The NLRB’s San Manuel decision is improper and not in keeping with the governmental standing of American Indian and Alaska Native Tribes.  Congress needs to rectify the Board’s flawed decision and the Tribal Labor Sovereignty Act is the best course of action to correct this erroneous interpretation of the NRLA.

The House bill (H.R.511) is a bi-partisan bill, with 55 co-sponsors including several Democrats.  It would properly add tribal governments to the list of other governments specifically excluded from the definition of “employer” in the NLRA and re-instate Congress’ initial intent when it first passed the NLRA in 1935.  The Senate version (S. 248) has a dozen sponsors.

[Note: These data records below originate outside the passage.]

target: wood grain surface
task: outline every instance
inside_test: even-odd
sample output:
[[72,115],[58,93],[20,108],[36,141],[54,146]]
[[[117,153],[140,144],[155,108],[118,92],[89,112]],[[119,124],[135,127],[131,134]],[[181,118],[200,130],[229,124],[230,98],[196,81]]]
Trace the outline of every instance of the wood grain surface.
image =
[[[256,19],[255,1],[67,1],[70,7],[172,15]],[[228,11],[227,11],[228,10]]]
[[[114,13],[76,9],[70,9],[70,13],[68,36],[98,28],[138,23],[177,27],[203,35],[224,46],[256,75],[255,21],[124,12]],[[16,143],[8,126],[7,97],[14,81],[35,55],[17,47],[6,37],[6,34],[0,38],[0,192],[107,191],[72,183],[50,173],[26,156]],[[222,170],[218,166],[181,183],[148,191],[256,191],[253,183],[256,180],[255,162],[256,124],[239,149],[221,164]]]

Tribal sovereignty means respecting tribal authority and decision-making when it comes to the operation of our governments. This important legislation  is supported by close to 100 Indian tribes and Indian organizations across the country, including the National Congress of American Indians, the National American Indian Housing Council, the Inter-Tribal Timber Council, and others.

It is long past time for Congress to provide corrective guidance to the NLRB and provide parity to tribal governments.  Congress should pass, and President Obama should sign, the Tribal Labor Sovereignty Act.

Allen is chairman/CEO of the Jamestown S’Klallam Tribe in Sequim, Washington, and Melendez is chairman of the Reno-Sparks Indian Colony of Nevada.